La faisabilité technique d'un tel procédé est considérée comme nulle par les scientifiques: la durée de vie d'une liaison hydrogène est typiquement de l'ordre de 1 à 20 picosecondes, ce qui est bien trop court pour être transporté jusqu'au consommateur, comme cela serait nécessaire.
L'indépendance de plusieurs de ces études n'est pas non plus irréprochable. Le fondateur d'Evodrop, Fabio Hüther, est mentionné comme co-auteur de plusieurs d'entre elles.
Un faux CV pour le CEO
Le curriculum vitae de l'entrepreneur et CEO Fabio Hüther est également enjolivé. A l'âge de huit ans, il aurait été atteint d'un cancer des os. Cette «expérience de mort imminente» lui a fait remettre en question la vie en Suisse, comme il l'a raconté dans des interviews.
C'est pourquoi il a fondé à 14 ans l'association d'utilité publique «Bee the Change», grâce à laquelle il a aidé des écoliers «gambiens» à s'instruire. Comme l'un des enfants parrainés était mort du choléra à cause d'une eau contaminée, il se serait «consacré à l'eau».
Parallèlement à la mise en place de son œuvre de bienfaisance, qu'il a entre-temps rebaptisée Umuntu Movement, il dit avoir suivi des études d'ingénieur à l'Université Makerere de Kampala, en Ouganda. «Monsieur Hüther a obtenu son diplôme en 2022 de manière légale et digne. De plus, grâce à notre projet agricole historique et à l'innovation technologique en Ouganda, nous avons reçu le titre honorifique», a-t-il déclaré sur demande via le porte-parole Luciano Novia.

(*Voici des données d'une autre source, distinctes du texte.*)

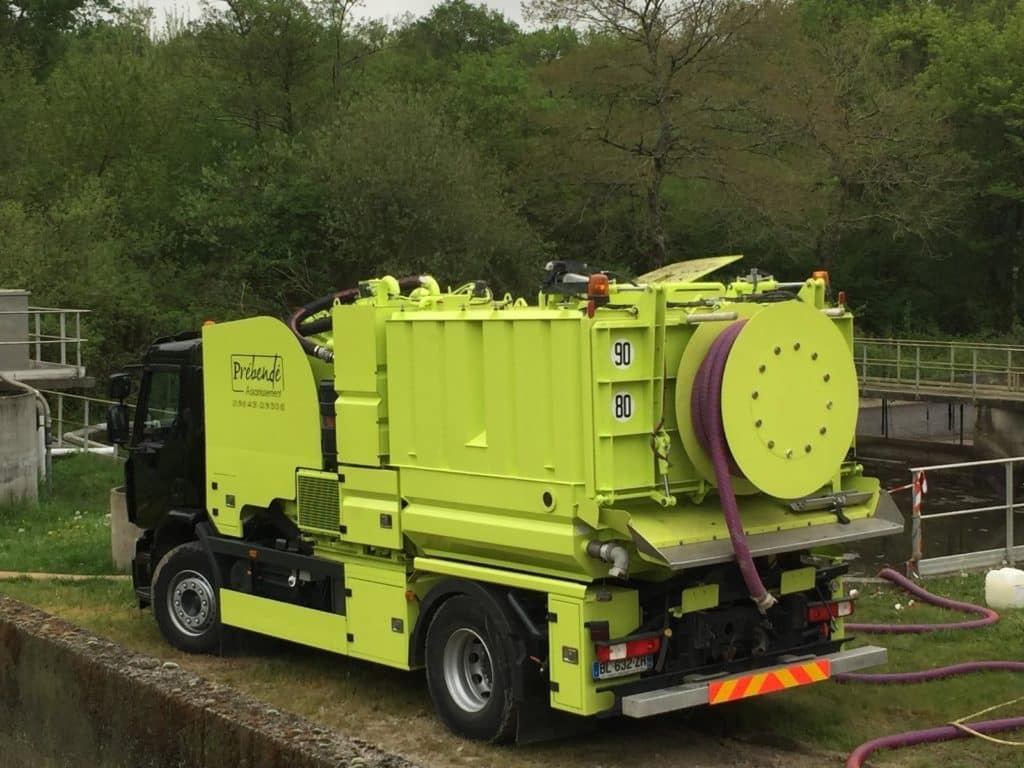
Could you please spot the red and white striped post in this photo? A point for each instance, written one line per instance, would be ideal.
(920, 486)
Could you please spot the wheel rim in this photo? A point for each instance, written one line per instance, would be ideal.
(190, 603)
(468, 671)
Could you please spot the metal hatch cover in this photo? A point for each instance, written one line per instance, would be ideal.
(687, 538)
(688, 271)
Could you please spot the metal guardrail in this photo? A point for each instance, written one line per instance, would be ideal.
(74, 421)
(940, 368)
(1011, 553)
(53, 342)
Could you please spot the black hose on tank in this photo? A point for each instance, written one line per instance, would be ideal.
(706, 411)
(303, 329)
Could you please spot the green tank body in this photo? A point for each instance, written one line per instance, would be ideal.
(572, 505)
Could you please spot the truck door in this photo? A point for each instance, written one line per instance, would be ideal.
(157, 461)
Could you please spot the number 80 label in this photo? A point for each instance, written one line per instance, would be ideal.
(622, 406)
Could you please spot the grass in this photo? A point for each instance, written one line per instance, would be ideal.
(68, 531)
(813, 726)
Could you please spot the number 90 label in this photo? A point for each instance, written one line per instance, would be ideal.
(622, 406)
(622, 353)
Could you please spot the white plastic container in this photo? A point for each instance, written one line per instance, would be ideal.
(1005, 589)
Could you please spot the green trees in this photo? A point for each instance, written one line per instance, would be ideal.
(278, 148)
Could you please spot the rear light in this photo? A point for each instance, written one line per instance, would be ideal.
(597, 287)
(629, 649)
(827, 611)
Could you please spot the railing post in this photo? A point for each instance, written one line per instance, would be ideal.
(918, 488)
(64, 337)
(1010, 514)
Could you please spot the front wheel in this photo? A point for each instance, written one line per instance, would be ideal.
(184, 600)
(469, 672)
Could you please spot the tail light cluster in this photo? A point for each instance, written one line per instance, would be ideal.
(629, 649)
(818, 612)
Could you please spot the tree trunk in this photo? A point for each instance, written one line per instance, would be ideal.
(657, 254)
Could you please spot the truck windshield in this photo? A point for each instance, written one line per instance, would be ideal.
(162, 404)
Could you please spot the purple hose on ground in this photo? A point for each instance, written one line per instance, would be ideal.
(945, 732)
(942, 733)
(989, 616)
(706, 411)
(924, 676)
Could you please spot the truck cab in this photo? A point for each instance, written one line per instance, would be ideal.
(164, 473)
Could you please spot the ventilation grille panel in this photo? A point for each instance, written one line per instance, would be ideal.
(318, 504)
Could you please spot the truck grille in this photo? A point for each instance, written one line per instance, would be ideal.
(318, 504)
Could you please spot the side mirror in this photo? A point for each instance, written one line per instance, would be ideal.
(118, 430)
(119, 387)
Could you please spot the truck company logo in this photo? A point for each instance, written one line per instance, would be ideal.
(258, 375)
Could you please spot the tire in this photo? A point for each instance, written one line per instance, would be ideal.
(184, 600)
(469, 671)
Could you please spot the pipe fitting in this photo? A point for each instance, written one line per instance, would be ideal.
(613, 553)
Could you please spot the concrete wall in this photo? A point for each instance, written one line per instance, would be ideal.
(18, 448)
(72, 699)
(999, 431)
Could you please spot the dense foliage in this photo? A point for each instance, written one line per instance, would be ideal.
(274, 150)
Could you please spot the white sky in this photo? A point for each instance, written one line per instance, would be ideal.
(370, 8)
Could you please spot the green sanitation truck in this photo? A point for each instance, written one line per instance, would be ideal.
(627, 499)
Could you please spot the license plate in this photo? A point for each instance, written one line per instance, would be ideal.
(634, 666)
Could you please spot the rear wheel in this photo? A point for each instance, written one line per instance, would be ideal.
(469, 672)
(184, 600)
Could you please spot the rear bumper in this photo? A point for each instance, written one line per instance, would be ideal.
(755, 682)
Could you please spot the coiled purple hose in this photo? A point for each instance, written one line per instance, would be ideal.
(945, 732)
(706, 412)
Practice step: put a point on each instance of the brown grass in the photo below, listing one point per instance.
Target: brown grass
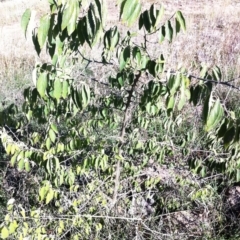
(212, 36)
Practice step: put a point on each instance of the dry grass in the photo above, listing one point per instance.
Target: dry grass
(212, 36)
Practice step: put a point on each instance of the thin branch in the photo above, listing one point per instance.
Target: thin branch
(127, 115)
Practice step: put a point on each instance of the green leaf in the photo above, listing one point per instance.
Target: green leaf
(52, 135)
(48, 143)
(85, 95)
(135, 14)
(65, 87)
(4, 233)
(124, 57)
(43, 30)
(54, 127)
(42, 192)
(174, 83)
(215, 116)
(159, 15)
(181, 20)
(25, 20)
(27, 166)
(49, 196)
(162, 34)
(170, 102)
(130, 10)
(21, 164)
(68, 14)
(72, 22)
(42, 84)
(57, 91)
(169, 31)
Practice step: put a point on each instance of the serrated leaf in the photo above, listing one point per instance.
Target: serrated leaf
(25, 20)
(42, 83)
(43, 30)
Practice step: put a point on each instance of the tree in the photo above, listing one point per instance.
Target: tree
(89, 138)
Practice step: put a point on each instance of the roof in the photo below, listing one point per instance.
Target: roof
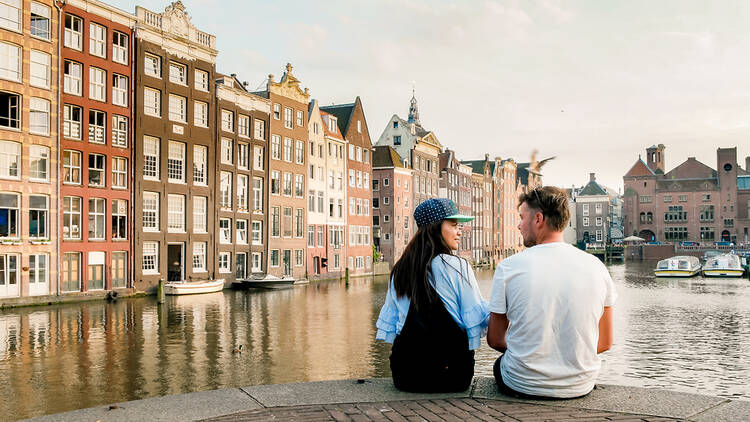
(592, 188)
(386, 156)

Mais à la célèbre université, on ne sait rien du master en «Environment and Natural Ressource Management» et du doctorat honoris causa en «Agriculture and Biosystems Engineering» dont le CEO se vante sur LinkedIn. Du côté de l'université, la réponse est claire comme de l'eau de source: «Des recherches approfondies dans notre base de données académique ont révélé que Fabio Hüther n'a été admis et enregistré dans aucun de nos programmes académiques. Il n'a terminé aucun programme d'études à l'université de Makerere.»
Candidat en politique sous un faux titre
Ce qui est certain, c'est que Fabio Hüther a bien effectué un apprentissage de technologue en impression. Il a ensuite obtenu un TGZ. Mais ce diplôme ne lui donne pas le droit d'étudier. Le TGZ est une École supérieure spécialisée «pour les professionnels de l'imprimerie sans maturité professionnelle», comme on peut le lire sur le site Internet.
Lors des élections au Conseil national de 2019, le CEO s'est présenté pour les Jeunes Vert-e-s sans formation correspondante en tant qu'"ingénieur en environnement». A l'époque, il était déjà inscrit à des études à distance en «Environmental Engineering» via la plateforme de formation continue en ligne Coursera, rétorque Evodrop. Où exactement, la question reste ouverte.
Manque de transparence
L'entreprise précédente Umuntu, qui est désormais en liquidation, a donné son nom au mouvement Umuntu. Cette ONG se fixe pas moins de quatre objectifs: de l'eau propre grâce à la technologie de filtrage de l'eau d'Evodrop, de l'air pur grâce à la plantation d'arbres dans le monde entier, une alimentation biologique grâce à la permaculture durable et une «éducation qui a du sens».
Faire un don à Umuntu via le site web est un jeu d'enfant. Ceux qui le souhaitent peuvent également se faire établir un justificatif fiscal. Ce que l'on ne dit pas, c'est que selon les informations de l'administration fiscale thurgovienne, l'association n'est pas exonérée d'impôts et que les dons ne sont donc pas déductibles. Le service de certification pour les associations d'utilité publique Zewo met en outre en garde sur son site Internet contre Umuntu Movement, en raison d'un manque de transparence.
«Umuntu n'est pas exonérée d'impôts», admet Evodrop. Mais il existe des cantons dans lesquels un don à Umuntu Movement est tout de même déductible. Et on ne participe pas à la Zewo parce que cela coûte trop cher. De plus, la Zewo elle-même «a déjà été qualifiée plusieurs fois d'«entreprise suspecte» dans les médias».